Adjustable acoustic. Device operates as follows. The electric signal supplied to the input transducer 5 of the main acoustic channel excites an acoustic wave propagating through the sound duct 1. The acoustic stream of the input transducer 5 crosses the band domain 2 located in the acoustic channel and enters the output transducer 6. Here, the acoustic wave is converted back to electrical signal. The output parameter, for example, the delay time, is regulated by supplying an electric voltage of the corresponding polarity from the regulated electric voltage source 10 to the control electrodes 9. An application to the control electrodes 9 of an electric voltage that exceeds some characteristic of the material Zvukovoda 1 coefficient value, is accompanied by the movement of the PDG 3 located in the area of placement of the control electrodes 9. The direction of movement of the PDG 3 is uniquely determined a polarity of the applied voltage. In this case, the PDG 3 moves parallel to itself by a distance proportional to the magnitude and time of applying the voltage to the control electrodes 9. Changing the application of PDG 3 also changes the width of the strip domain 2, and since the propagation velocities inside and outside of domain 2 are different,

the delay time of the output signal also changes.

Achieving a predetermined value of a controlled parameter in a variable acoustoelectronic device is carried out using negative feedback for changing the width of strip domain 2 by changing the position of PDG 3. The feedback circuit is formed by input 7 and output 8 IDT SAW forming. the auxiliary hush channel, a control signal generating unit 11, a reference signal generator 12 and an adjustable source of electrical voltage 5.

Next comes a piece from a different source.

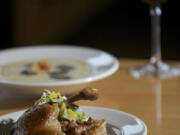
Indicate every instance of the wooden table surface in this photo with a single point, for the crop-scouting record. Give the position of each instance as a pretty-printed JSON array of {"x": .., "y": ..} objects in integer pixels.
[{"x": 155, "y": 101}]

The operation of the feedback loop is as follows.

The signal of the reference generator 12 is supplied to the input 7 of the IDT SAW of the auxiliary channel. The surfactant excited by IDT 7 propagates through sound path 1 within the range of band domain 2 and enters the output 8 of IDT SAW. The signal from the output 8 of the IDT SAW auxiliary is fed to the input of the control signal generating unit 11, which compares the set signal with the signal level at the output of the auxiliary acoustic channel and

0 generating a control output signal in accordance with the value of the error signal. The implementation of PDG 4 stationary and its location outside the area of placement of the control electrodes 9 provides

5, the amplitude of the signal from the output IDT SAW 8 of the auxiliary acoustic channel corresponds unambiguously to the position of the PDG 3 located in the area of the auxiliary channel. Really,

0 since the auxiliary acoustic channel formed by the input 7 and output 8 of the IDT SAW is entirely located in the region. changes in the width of the strip domain 2, then PDG 3 is constantly within

5 apertures of input 7 or output 8 of IDT SAW.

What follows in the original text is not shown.